İlkokul çağlarından beri vaktinde uyumanın önemi anlatılagelmiştir. Uyku kimi insanların fazlasına kaçarak abarttığı, kimi insanların ise ulaşmakta zorlandığı bir dinlenme sanatı olarak karşımıza çıkıyor. Az uyumak da, fazla uyumak da, insan sağlığını hem zihinsel hem de fiziksel olarak olumsuz etkileyebiliyor.
İyi bir uyku vücudumuzun kendini onarmasına ve olması gerektiği gibi çalışmasına yardımcı olur. Aynı zamanda daha iyi zihinsel aktiviteler göstermemizi sağlar ve hastalık riskini azaltır. Fakat az uyumak gibi fazla uyumak da tüm bunların aksine bazı sorunlara yol açabilir. Washington Üniversitesi Tıp Fakültesi’nden araştırmacılar yayınladıkları makalede, fazla uyumanın bilişsel sorunlarla ve hastalıklarla bağlantılı olabileceğini ifade etti.
“Hafta sonu kaçamakları zarar vermiyor”
Araştırmacılar 70’li yaşlardaki 100 yaşlı insanı 4-5 yıl boyunca takip ederek incelediler. Bu yüz kişiden 88’i herhangi bir demans belirtisi göstermedi. 12 kişinin ise demans öncesi bilişsel bozulma aşamasında olduğu tespit edildi. Çalışma süresince katılımcılardan bazı bilişsel ve nöropsikolojik testleri tamamlamaları istendi. Bu testlerden elde edilen puanlar, Preklinik Alzheimer Bilişsel Bileşik (PACC) puanı adı verilen bir tek puan sisteminde birleştirildi. Buna göre, skor ne kadar yüksek olursa bilişsel durum da zaman içinde o kadar iyi oluyor.
Katılımcıların alınlarına tek elektrotlu ensefalografi (EEG) cihazı takılarak 4 ile 6 gece arasında uykuları ölçüldü. Bu seneler içinde belirli aralıklarda tekrarlandı. Yapılan tüm bu çalışmalar sonucunda, düşük kaliteli uykunun yanı sıra bir gecede 4,5 saatten az ve 6,5 saatten fazla uyumanın zaman içinde bilişsel gerilemeye sebep olduğu tespit edildi.

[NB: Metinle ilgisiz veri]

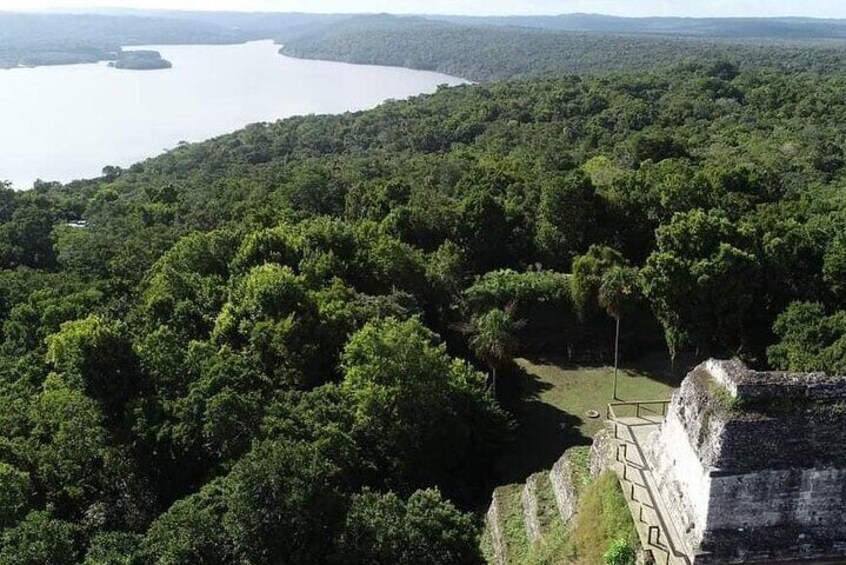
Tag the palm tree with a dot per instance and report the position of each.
(493, 338)
(616, 293)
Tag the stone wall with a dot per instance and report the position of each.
(752, 465)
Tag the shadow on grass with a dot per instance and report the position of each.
(544, 432)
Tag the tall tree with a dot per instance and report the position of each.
(493, 339)
(617, 291)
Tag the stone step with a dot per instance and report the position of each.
(664, 542)
(529, 502)
(546, 503)
(561, 478)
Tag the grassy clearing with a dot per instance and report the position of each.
(555, 399)
(603, 517)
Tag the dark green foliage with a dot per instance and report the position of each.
(384, 529)
(251, 352)
(40, 539)
(477, 50)
(810, 339)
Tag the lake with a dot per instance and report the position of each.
(68, 122)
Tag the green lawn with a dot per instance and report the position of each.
(555, 399)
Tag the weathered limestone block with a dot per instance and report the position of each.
(529, 500)
(564, 487)
(493, 524)
(602, 452)
(752, 465)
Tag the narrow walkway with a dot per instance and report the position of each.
(655, 528)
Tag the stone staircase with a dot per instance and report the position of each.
(659, 536)
(524, 515)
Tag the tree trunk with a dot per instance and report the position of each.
(616, 356)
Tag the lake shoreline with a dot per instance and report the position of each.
(68, 122)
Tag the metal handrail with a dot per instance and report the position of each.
(669, 548)
(610, 413)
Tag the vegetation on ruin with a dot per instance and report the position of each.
(254, 350)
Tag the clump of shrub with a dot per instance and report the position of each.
(620, 552)
(603, 521)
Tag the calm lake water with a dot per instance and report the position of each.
(68, 122)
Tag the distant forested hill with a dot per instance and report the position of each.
(53, 39)
(734, 28)
(484, 53)
(247, 350)
(476, 48)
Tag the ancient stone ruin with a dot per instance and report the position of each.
(751, 466)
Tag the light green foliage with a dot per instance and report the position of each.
(620, 552)
(588, 272)
(96, 357)
(618, 290)
(602, 519)
(70, 452)
(414, 405)
(498, 289)
(244, 337)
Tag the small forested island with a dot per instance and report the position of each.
(332, 338)
(141, 60)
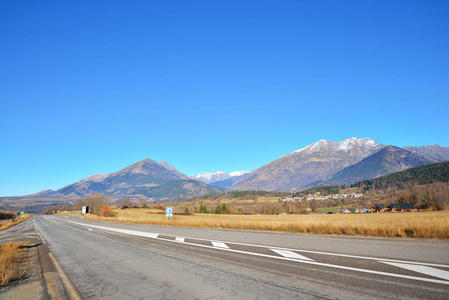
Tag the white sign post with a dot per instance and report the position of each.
(169, 212)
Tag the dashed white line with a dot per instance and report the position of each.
(290, 254)
(310, 262)
(220, 245)
(422, 269)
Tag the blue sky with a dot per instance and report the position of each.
(90, 88)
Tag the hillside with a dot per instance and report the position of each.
(438, 172)
(389, 159)
(316, 162)
(146, 172)
(178, 189)
(435, 152)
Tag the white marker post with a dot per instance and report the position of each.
(169, 212)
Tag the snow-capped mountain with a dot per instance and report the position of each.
(216, 176)
(316, 162)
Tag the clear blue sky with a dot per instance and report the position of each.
(91, 87)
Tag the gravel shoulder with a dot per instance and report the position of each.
(38, 279)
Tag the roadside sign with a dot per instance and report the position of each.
(169, 212)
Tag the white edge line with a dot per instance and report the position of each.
(154, 236)
(313, 252)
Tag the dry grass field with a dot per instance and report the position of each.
(432, 225)
(5, 224)
(10, 255)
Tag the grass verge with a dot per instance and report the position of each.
(10, 256)
(5, 224)
(430, 225)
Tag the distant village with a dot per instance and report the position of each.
(376, 208)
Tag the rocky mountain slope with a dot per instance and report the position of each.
(146, 172)
(219, 176)
(388, 160)
(316, 162)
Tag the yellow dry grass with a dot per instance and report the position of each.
(5, 224)
(258, 200)
(10, 255)
(431, 225)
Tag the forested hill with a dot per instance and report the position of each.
(426, 174)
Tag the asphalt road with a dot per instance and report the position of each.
(127, 261)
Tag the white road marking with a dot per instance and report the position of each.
(220, 245)
(290, 254)
(155, 235)
(422, 269)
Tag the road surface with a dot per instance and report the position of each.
(106, 260)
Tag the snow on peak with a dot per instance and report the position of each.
(216, 176)
(238, 173)
(344, 146)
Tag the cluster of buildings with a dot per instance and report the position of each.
(376, 208)
(318, 196)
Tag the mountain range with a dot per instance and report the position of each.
(219, 176)
(323, 162)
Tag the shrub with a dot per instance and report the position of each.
(106, 211)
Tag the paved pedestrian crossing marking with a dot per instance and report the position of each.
(290, 254)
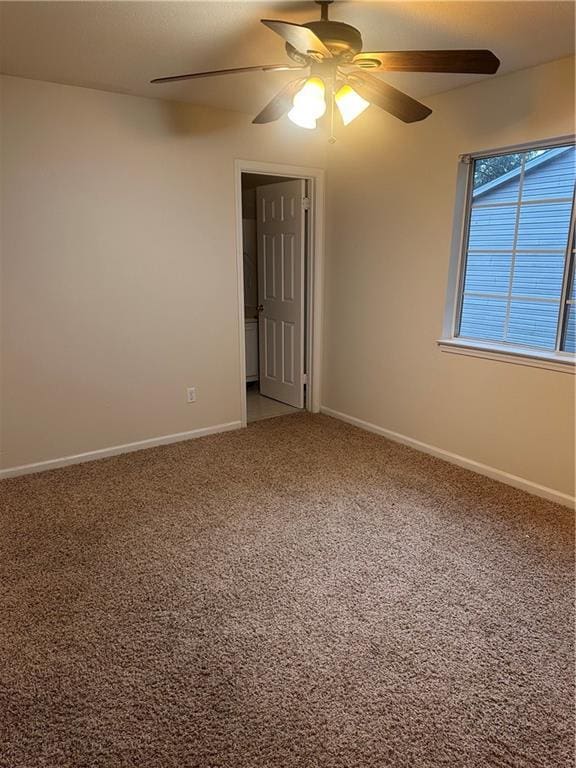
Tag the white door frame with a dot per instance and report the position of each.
(315, 280)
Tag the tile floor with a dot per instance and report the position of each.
(259, 407)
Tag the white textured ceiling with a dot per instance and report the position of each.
(121, 46)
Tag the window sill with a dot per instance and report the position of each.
(554, 361)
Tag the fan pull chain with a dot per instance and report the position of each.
(332, 139)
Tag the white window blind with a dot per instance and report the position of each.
(517, 285)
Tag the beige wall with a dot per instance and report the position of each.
(119, 265)
(391, 196)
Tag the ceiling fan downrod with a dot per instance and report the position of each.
(324, 4)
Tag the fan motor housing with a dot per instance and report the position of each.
(342, 40)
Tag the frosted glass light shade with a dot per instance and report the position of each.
(350, 104)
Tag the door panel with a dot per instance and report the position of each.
(281, 251)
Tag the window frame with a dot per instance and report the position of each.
(557, 359)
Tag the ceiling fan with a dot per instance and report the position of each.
(332, 53)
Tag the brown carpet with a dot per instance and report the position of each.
(298, 594)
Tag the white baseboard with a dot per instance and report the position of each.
(102, 453)
(461, 461)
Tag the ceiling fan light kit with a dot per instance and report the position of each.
(339, 69)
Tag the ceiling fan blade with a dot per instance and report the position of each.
(388, 98)
(303, 39)
(470, 61)
(216, 72)
(280, 104)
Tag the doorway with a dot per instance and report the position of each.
(279, 281)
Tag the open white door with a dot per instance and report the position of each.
(281, 251)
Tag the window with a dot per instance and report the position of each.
(513, 288)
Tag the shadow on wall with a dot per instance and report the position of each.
(191, 120)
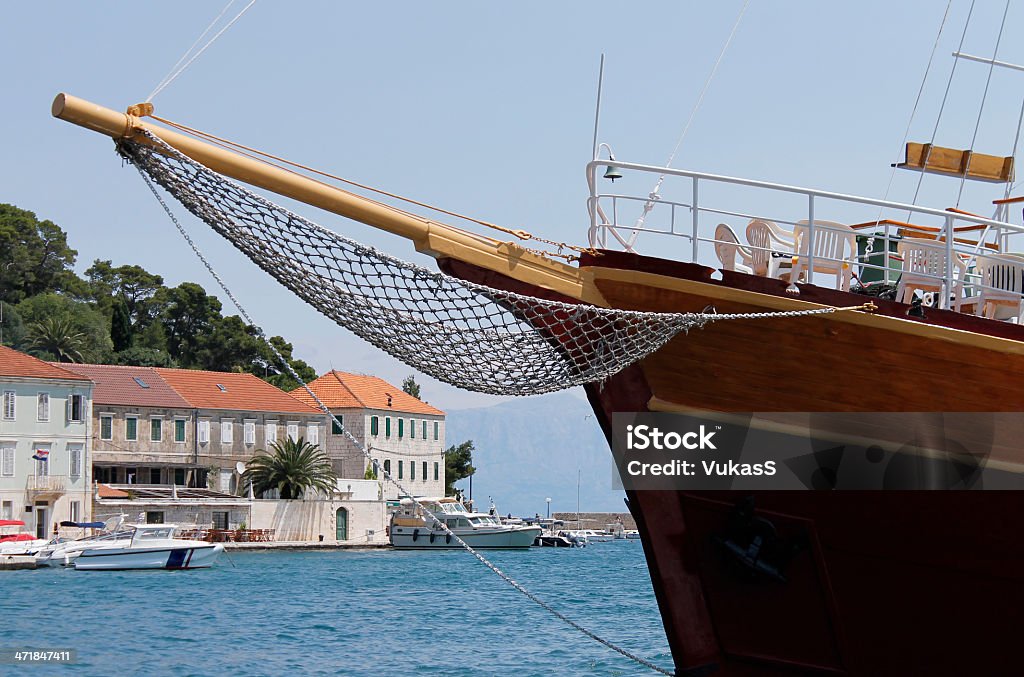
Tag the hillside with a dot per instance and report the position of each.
(530, 449)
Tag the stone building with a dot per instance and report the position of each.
(404, 434)
(158, 426)
(44, 442)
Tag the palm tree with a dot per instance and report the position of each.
(57, 337)
(292, 468)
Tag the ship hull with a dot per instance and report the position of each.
(883, 583)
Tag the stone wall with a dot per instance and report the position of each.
(596, 519)
(307, 520)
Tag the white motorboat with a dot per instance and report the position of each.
(412, 529)
(152, 546)
(17, 543)
(113, 535)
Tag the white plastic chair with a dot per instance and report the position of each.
(766, 239)
(925, 269)
(1001, 286)
(835, 247)
(727, 247)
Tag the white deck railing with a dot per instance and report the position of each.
(690, 205)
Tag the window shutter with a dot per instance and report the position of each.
(8, 462)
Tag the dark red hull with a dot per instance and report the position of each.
(882, 583)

Ayrıca uyku süresinin bilişsel işlev üzerindeki etkisinin, bilişsel gerilemede yaş ilerlemesinin etkisiyle benzer olduğu belirlendi. Araştırmadaki tek müjde ise hafta sonu uykucularına geldi. Araştırmacılar, her ne kadar uykunun olağan saati olarak 4,5 saatten az ve 6,5 saatten fazla olmayacak şekilde belirlenmiş olsa da hafta sonu kaçamaklarının bilişsel olarak çok zarar verici olmadığı söyledi.